Edgardo Castro, doctor en Filosofía y docente en la Universidad de La Plata, y autor de El vocabulario de Michel Foucault, aclara que resulta difícil realizar un balance de la recepción de Foucault en la Argentina. “Se puede decir que las primeras apropiaciones no provinieron del ámbito de la filosofía o, más precisamente, de los ámbitos académicos de la filosofía. Hubo una lectura pegada a los problemas socio-políticos, un interés del mundo psi y, a través de este último, de los profesionales de la educación –explica Castro–. También en Francia sus textos han circulado fuera de los ámbitos propiamente institucionales de la filosofía. Sólo en un segundo momento ingresaron, para bien o para mal, en los circuitos académicos. Con todo, para quien proviene del campo de la filosofía, resulta interesante señalar ciertas ausencias. Por ejemplo, sólo recientemente se ha publicado aquí un trabajo sobre la relación de Foucault con la fenomenología. Y, quizá sea necesario señalarlo, esta corriente de la filosofía contemporánea ha sido una de las matrices de la formación de Foucault. En este sentido, Las palabras y las cosas puede ser leído como un contrapunto con la Crisis de las ciencias europeas de Husserl.”

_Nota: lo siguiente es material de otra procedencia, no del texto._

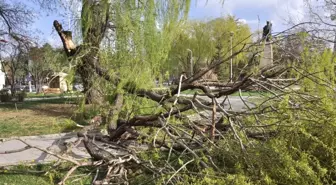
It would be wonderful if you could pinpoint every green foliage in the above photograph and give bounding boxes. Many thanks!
[119,94,163,119]
[166,16,252,80]
[96,0,191,90]
[129,46,336,185]
[28,43,68,93]
[0,162,92,185]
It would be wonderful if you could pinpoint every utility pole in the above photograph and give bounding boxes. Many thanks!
[333,29,336,54]
[187,49,193,77]
[230,31,234,83]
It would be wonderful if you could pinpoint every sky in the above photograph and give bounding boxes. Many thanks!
[27,0,307,46]
[188,0,306,31]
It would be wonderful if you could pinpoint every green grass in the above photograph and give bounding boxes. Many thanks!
[26,93,59,98]
[0,163,93,185]
[0,97,86,138]
[180,89,202,95]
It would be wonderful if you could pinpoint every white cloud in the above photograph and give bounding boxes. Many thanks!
[191,0,306,32]
[237,19,247,24]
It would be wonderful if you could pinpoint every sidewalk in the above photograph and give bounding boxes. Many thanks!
[0,133,90,166]
[25,95,83,101]
[0,95,83,105]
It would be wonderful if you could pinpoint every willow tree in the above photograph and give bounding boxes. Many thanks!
[166,16,252,81]
[53,0,191,104]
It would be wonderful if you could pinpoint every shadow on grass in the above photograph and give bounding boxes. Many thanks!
[0,97,81,110]
[0,97,94,137]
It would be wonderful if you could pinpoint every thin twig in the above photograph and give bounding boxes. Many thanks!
[165,159,194,185]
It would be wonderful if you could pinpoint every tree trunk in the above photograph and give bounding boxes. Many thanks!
[36,78,42,94]
[76,51,103,104]
[10,75,15,96]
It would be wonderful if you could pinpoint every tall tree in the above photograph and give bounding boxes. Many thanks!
[51,0,191,104]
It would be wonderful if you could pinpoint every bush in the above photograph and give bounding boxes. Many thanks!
[0,89,11,102]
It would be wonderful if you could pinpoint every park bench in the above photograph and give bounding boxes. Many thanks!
[43,88,62,94]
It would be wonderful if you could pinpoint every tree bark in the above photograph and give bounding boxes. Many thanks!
[37,78,43,94]
[76,49,104,104]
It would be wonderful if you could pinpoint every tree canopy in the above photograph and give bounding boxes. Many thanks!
[166,16,252,81]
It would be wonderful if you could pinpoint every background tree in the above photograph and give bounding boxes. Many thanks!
[166,16,252,81]
[1,43,27,94]
[27,43,63,93]
[0,0,34,47]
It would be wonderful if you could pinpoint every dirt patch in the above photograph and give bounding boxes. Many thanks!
[31,104,78,118]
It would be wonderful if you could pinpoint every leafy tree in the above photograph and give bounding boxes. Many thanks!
[166,16,252,81]
[27,43,64,93]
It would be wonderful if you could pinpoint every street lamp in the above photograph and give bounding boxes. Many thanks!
[230,31,234,83]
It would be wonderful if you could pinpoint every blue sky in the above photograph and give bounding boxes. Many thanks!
[27,0,306,46]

Castro añade que cuando dicta cursos o seminarios sobre Foucault, le resulta llamativo cómo numerosos estudiantes se acercan o se interesan por el filósofo francés, esperando encontrar en él un autor próximo al marxismo. “Marx, para mí, no existe”, dijo una vez Foucault. “Cierto, afirmación irónica; pues Foucault utiliza a Marx, como él mismo precisó, se sirve de Marx sin citarlo. Como nosotros nos servimos de él. Pero, en todo caso, a juicio de Foucault nada ha empobrecido más la imaginación política que la cultura marxista (Metodología para el conocimiento delmundo: ¿cómo desembarazarse del marxismo?) y, también para Foucault, la época de las revoluciones se ha concluido”, subraya Castro.
“Quizá sea más interesante preguntarse ¿cómo leeremos Foucault? –propone Castro–. En este sentido, resulta sumamente interesante la publicación de los cursos en el Collège de France. Un Foucault que emprende un largo viaje por la antigüedad, un Foucault que, al mismo tiempo, aborda la formación de la racionalidad política moderna, más allá de la tesis disciplinaria de Vigilar y castigar. Y, de este modo, como gran parte de la filosofía contemporánea, vuelve a encontrar a los griegos inmersos en nuestro presente. Como dijo un autor a quien Foucault nunca cita, al menos en los textos publicados hasta ahora, A. Kojève: ‘Hace veinticinco siglos en Grecia se pronunció el comienzo de la frase’.”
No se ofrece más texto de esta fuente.